AIS Health Daily- September 1, 2020

Jeff Myers, Senior VP of Market Access and Reimbursement Strategies at Catalyst Healthcare Consulting Inc., examines potential prior authorization requirements and payor thinking around the recent FDA approval of Roche Group member Genentech’s Evrysdi, a competitively priced oral treatment for spinal muscular atrophy (SMA). Evrysdi is approved for treatment of patients at least 2 months old and is the first oral formulation to be approved by the FDA for treatment of SMA. Read the full article reprinted with permission from below:

The spinal muscular atrophy (SMA) therapeutic category continues to expand with the Aug. 7 FDA approval of Evrysdi (risdiplam) from Roche Group member Genentech, Inc. Industry experts maintain that the drug has the potential to significantly impact the class for a variety of reasons, including its route of administration and price.

People with SMA cannot produce enough SMN protein, leading to the loss of motor neurons, which results in problems breathing, swallowing, speaking and walking. Before a therapy was available to treat SMA, the condition was the No. 1 genetic cause of infant death.

Most physicians recognize four types of SMA:

  • SMA Type 1: This is also known as Werdnig-Hoffmann disease and can impact infants in utero in the most severe form, known as Type 0, which some clinicians recognize as a fifth type. It usually is evident before a child is 6 months old. Most children with Type 1 will die before they are 2 years old if untreated.
  • SMA Type 2: Also known as Dubowitz disease, this form produces symptoms in children between six and 18 months of age. Most patients live into adolescence or young adulthood.
  • SMA Type 3: This also is known as Kugelberg-Welander disease. Symptoms present after 18 months of age.
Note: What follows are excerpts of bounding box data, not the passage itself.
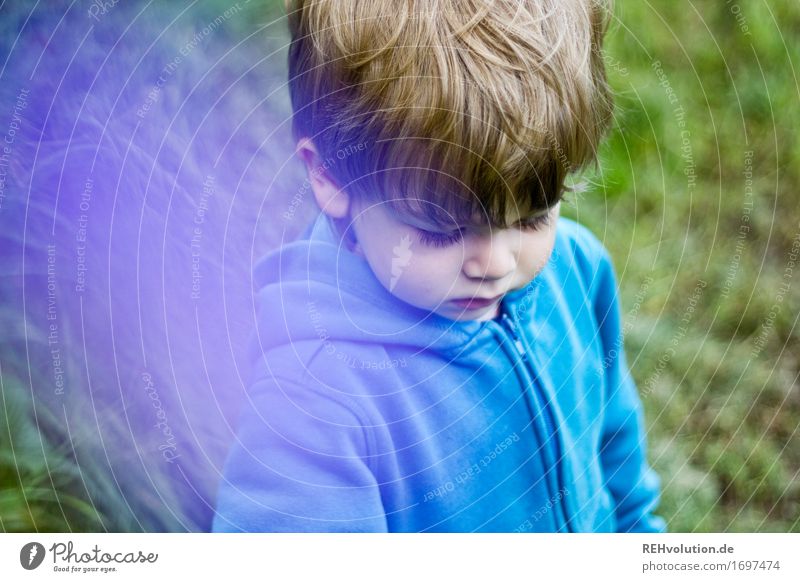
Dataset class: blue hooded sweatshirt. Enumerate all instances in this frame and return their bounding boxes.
[213,215,665,532]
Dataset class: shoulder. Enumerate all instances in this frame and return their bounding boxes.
[553,216,613,296]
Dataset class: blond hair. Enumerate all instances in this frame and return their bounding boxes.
[287,0,613,227]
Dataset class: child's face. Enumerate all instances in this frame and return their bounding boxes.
[350,198,559,321]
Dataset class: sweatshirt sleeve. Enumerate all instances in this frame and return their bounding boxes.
[212,378,387,532]
[591,241,666,532]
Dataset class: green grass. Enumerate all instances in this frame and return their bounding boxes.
[564,1,800,532]
[0,0,800,532]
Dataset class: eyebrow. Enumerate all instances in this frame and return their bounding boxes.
[400,206,554,233]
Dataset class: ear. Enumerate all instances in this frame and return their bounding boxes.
[295,137,350,218]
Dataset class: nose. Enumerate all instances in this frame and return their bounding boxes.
[462,231,517,281]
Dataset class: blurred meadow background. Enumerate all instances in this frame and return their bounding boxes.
[0,0,800,532]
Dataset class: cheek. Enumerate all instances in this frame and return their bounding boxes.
[396,243,463,297]
[520,232,555,277]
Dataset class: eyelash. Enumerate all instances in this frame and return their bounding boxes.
[419,212,550,247]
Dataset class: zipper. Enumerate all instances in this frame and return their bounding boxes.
[500,309,572,532]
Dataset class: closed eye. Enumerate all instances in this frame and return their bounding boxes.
[417,211,551,247]
[418,229,463,247]
[519,212,550,230]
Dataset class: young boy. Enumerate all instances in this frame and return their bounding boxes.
[209,0,665,532]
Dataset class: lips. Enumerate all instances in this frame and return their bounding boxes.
[450,295,503,309]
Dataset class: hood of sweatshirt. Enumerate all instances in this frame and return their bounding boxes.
[255,214,549,356]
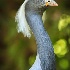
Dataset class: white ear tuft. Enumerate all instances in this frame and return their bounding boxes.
[15,0,31,38]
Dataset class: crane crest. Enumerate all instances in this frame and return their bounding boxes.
[15,0,31,38]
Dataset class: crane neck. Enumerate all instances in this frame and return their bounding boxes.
[25,8,55,70]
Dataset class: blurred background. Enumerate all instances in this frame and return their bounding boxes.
[0,0,70,70]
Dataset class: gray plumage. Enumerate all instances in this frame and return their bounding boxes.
[16,0,58,70]
[25,0,55,70]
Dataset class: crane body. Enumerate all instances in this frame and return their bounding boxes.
[16,0,57,70]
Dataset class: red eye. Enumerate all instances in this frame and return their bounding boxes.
[48,1,50,2]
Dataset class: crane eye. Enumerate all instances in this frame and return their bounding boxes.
[48,0,50,2]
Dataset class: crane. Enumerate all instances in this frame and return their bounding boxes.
[15,0,58,70]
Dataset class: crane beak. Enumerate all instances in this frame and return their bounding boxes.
[45,1,58,6]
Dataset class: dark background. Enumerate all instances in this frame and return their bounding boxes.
[0,0,70,70]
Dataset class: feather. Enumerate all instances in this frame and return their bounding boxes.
[15,0,31,38]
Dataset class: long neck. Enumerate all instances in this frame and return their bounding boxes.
[26,10,55,70]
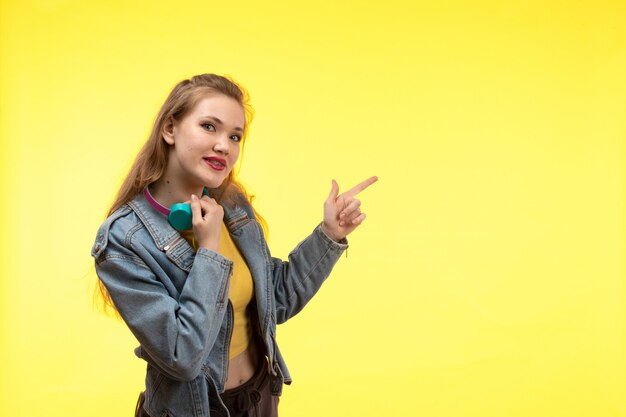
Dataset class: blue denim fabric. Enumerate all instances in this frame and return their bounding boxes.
[92,194,348,417]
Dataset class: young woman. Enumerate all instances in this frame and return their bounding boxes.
[92,74,377,417]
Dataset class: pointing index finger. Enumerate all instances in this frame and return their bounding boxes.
[344,175,378,197]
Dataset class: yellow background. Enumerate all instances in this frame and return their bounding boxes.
[0,0,626,417]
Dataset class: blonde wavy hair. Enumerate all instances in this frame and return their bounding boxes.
[94,74,268,313]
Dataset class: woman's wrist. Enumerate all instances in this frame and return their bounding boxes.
[322,222,345,243]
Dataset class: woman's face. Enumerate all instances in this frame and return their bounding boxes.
[163,93,245,188]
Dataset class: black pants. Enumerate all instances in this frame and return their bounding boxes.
[210,358,278,417]
[135,358,279,417]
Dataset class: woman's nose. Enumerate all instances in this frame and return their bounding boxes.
[213,135,228,155]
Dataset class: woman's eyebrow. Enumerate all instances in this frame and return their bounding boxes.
[202,115,243,132]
With treatment, most patients live a normal lifespan.
  • SMA Type 4: People with this form can develop symptoms as early as 18 years old and usually after they are 30 years old; their life expectancy is not affected.

First onto the U.S. market was Biogen’s Spinraza (nusinersen), which was approved in December 2016 for the treatment of SMA in pediatric and adult patients (RSP 1/17, p. 5). Spinraza, a survival motor neuron-2 (SMN2)-directed antisense oligonucleotide, is administered by or under the direction of health care professionals able to perform lumbar punctures; dosing is over one to three minutes as an intrathecal injection. The first three doses are administered at 14-day intervals, followed by a fourth dose 30 days after the third dose. After that, maintenance dosing is once every four months. The first-year price of the therapy is $765,000 and then $382,500 for subsequent years.

Then in 2019, the FDA approved gene therapy Zolgensma (onasemnogene abeparvovec-xioi) from Novartis Pharmaceuticals Corp. subsidiary AveXis, Inc. for the treatment of people younger than 2 years old with SMA with bi-allelic mutations in the survival motor neuron 1 (SMN1) gene (RSP 6/19, p. 8). Dosing for the treatment is a one-time 60-minute intravenous infusion, and its price is $2.125 million.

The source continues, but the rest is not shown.